The Tokyo-based operator of Starbucks coffee outlets in Japan finished its first day at 70,000 yen, up 6,000 yen or 9.38 percent from its initial public offering price of 64,000 yen.

The close marks a turnaround from the recent weakness of new listings in which seven previous issues finished their first day lower than their IPO prices.

"There is hardly anyone who doesn't know about Starbucks in Japan," said Yuji Ono, a manager at the equity division of Nikko Cordial Securities Inc.

Starbucks Coffee Japan made an IPO of 280,000 shares -- 220,000 new shares and 60,000 existing shares.

The closing price has brought Starbucks' market capitalization to 99.4 billion yen, the second-largest after Softbank Investment Corp. on the Nasdaq Japan market of the Osaka Securities Exchange.

The company opened at 80,000 yen as individual investors swallowed up stocks in the high-profile company. Individuals found it easy and affordable investing in Starbucks as its minimum trading unit is one share.

A senior OSE official said, "Starbucks is expected to lure individual investors to the Nasdaq Japan market" just as McDonald's Co. (Japan) Ltd. has stimulated stock trading by individuals on the Jasdaq over-the-counter stock market.

But an analyst at a major securities company warned Starbucks stock is "too expensive," with its price earnings ratio coming to 76, much higher than the average of food and drink shop operators.

In Tokyo, meanwhile, Starbucks Coffee Japan President Yuji Tsunoda said his company will increase its outlets to 500 by the end of March 2004. Starbucks currently has 291 cafes in Japan.

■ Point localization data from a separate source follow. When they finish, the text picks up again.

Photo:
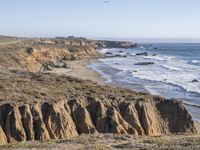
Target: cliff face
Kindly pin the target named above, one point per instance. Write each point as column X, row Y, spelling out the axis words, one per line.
column 37, row 105
column 68, row 119
column 66, row 107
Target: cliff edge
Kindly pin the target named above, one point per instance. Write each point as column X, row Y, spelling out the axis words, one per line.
column 40, row 105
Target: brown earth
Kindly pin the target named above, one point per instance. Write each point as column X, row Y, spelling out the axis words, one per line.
column 40, row 105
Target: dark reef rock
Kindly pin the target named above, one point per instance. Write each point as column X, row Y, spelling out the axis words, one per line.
column 144, row 63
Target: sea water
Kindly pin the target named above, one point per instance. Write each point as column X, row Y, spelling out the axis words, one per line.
column 173, row 71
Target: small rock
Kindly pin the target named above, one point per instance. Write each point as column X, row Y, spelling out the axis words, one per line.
column 118, row 55
column 195, row 80
column 108, row 53
column 144, row 63
column 29, row 50
column 142, row 54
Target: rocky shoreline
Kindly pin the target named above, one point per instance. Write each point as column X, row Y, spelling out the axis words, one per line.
column 37, row 104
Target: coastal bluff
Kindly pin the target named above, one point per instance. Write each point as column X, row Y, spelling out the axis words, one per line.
column 36, row 104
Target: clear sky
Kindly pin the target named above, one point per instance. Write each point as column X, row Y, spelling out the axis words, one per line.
column 96, row 18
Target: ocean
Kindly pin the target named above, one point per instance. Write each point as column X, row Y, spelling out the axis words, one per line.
column 167, row 70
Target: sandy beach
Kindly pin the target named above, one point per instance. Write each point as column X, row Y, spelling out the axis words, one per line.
column 80, row 70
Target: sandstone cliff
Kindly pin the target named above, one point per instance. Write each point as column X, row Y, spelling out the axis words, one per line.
column 46, row 106
column 38, row 105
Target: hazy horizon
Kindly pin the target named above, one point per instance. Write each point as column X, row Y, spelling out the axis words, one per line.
column 138, row 19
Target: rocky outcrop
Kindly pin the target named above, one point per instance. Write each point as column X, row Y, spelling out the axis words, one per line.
column 114, row 44
column 70, row 118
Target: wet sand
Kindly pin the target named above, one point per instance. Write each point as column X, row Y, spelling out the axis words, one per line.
column 80, row 70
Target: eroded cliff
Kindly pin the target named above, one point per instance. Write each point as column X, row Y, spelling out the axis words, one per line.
column 38, row 105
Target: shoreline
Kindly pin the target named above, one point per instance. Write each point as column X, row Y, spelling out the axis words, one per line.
column 80, row 69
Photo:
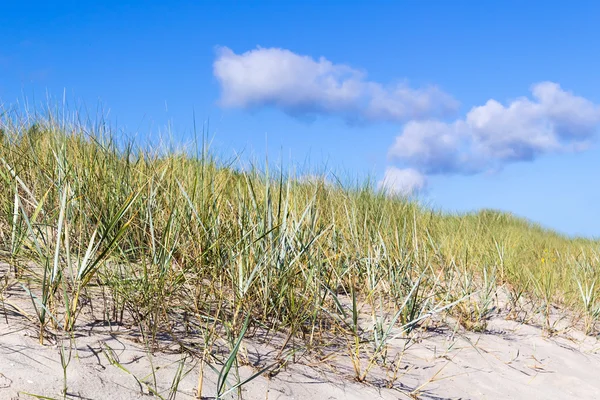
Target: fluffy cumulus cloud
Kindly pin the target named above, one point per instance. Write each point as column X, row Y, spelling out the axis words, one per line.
column 404, row 182
column 493, row 135
column 300, row 85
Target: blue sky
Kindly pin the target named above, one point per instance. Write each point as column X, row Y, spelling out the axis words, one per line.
column 469, row 104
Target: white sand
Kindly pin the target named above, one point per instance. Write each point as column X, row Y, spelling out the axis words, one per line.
column 510, row 361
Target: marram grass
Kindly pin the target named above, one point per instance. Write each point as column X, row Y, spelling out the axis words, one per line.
column 169, row 241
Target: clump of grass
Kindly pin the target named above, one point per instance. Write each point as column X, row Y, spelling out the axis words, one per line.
column 180, row 244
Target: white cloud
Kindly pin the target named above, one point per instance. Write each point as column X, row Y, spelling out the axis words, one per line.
column 300, row 85
column 493, row 135
column 405, row 182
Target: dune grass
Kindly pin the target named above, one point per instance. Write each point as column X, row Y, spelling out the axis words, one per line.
column 181, row 245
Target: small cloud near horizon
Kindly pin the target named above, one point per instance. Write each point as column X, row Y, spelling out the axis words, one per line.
column 302, row 86
column 493, row 135
column 405, row 182
column 489, row 137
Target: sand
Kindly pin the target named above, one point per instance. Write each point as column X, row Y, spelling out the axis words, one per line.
column 509, row 360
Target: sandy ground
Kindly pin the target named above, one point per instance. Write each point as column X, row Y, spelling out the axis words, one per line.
column 508, row 361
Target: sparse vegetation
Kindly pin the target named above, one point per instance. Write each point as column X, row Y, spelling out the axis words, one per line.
column 193, row 249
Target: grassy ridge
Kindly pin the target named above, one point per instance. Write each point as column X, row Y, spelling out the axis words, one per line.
column 169, row 240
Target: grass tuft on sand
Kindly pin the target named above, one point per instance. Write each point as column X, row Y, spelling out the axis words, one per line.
column 176, row 245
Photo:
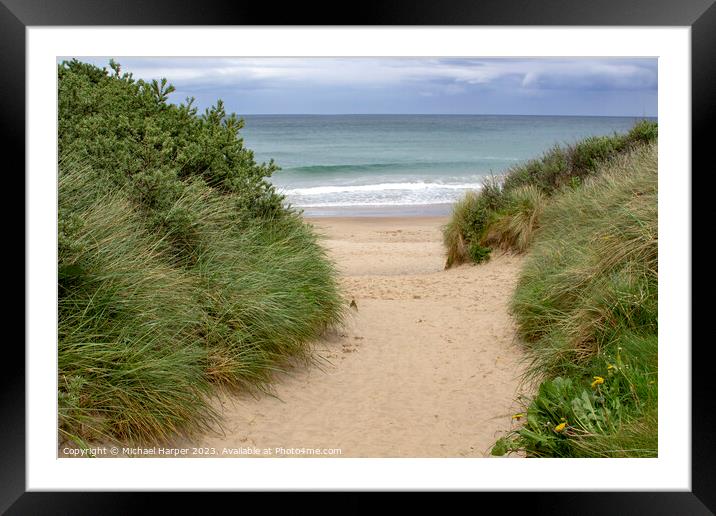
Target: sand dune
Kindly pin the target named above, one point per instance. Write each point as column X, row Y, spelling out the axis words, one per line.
column 427, row 365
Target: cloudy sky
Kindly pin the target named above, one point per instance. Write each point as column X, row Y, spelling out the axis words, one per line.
column 554, row 86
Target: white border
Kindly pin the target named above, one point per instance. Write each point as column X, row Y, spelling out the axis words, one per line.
column 670, row 471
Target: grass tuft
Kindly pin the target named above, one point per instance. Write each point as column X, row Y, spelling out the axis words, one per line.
column 178, row 267
column 586, row 307
column 505, row 213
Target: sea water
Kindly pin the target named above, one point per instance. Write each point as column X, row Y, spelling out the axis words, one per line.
column 363, row 164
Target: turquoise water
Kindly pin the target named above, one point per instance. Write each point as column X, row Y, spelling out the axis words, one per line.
column 343, row 161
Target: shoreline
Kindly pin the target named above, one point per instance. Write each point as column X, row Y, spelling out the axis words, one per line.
column 381, row 211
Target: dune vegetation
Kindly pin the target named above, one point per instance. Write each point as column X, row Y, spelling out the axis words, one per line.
column 505, row 213
column 179, row 267
column 586, row 307
column 587, row 297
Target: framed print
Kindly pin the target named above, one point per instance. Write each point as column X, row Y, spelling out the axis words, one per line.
column 366, row 254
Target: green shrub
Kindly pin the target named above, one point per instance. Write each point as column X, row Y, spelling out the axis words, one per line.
column 178, row 266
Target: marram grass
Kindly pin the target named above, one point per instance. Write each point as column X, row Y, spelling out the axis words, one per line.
column 586, row 309
column 505, row 213
column 178, row 267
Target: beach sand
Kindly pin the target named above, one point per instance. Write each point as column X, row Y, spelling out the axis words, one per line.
column 426, row 366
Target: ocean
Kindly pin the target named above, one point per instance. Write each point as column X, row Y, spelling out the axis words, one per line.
column 408, row 164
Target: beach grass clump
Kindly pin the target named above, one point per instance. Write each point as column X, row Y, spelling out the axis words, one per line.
column 179, row 268
column 509, row 214
column 586, row 306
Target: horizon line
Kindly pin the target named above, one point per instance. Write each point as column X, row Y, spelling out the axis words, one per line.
column 443, row 114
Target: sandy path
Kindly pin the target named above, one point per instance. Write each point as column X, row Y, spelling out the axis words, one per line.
column 426, row 366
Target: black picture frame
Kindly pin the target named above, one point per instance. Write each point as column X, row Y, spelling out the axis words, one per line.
column 700, row 15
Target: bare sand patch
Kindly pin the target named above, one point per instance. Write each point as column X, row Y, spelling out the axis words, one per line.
column 426, row 366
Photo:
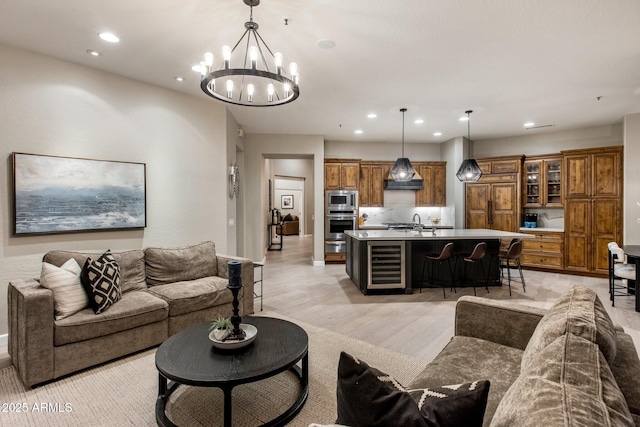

The target is "readily possible" and not an end, Tsunoda said at a news conference.

As of Wednesday, the company had 291 shops in Japan, only five years after launching Japan's first Starbucks in Tokyo's Ginza shopping district in August 1996.

Starbucks Coffee Japan was founded in October 1995 as a joint venture between Sazaby Inc. and Starbucks Coffee International, the international arm and subsidiary of Starbucks Coffee Co. of the United States.

"The debut of Starbucks Coffee Japan will be a touchstone for other new companies planning to get listed," said Nikko Cordial Securities' Ono. "It will be encouraging for new firms to see that popular companies will be actively bought."

But the environment surrounding Starbucks Coffee Japan's debut is severe. Ono said many key stocks have fallen in line with the sagging market.

The company chalked up unconsolidated pretax profits of 1.4 billion yen on sales of 29.1 billion yen in fiscal 2000, which ended in March.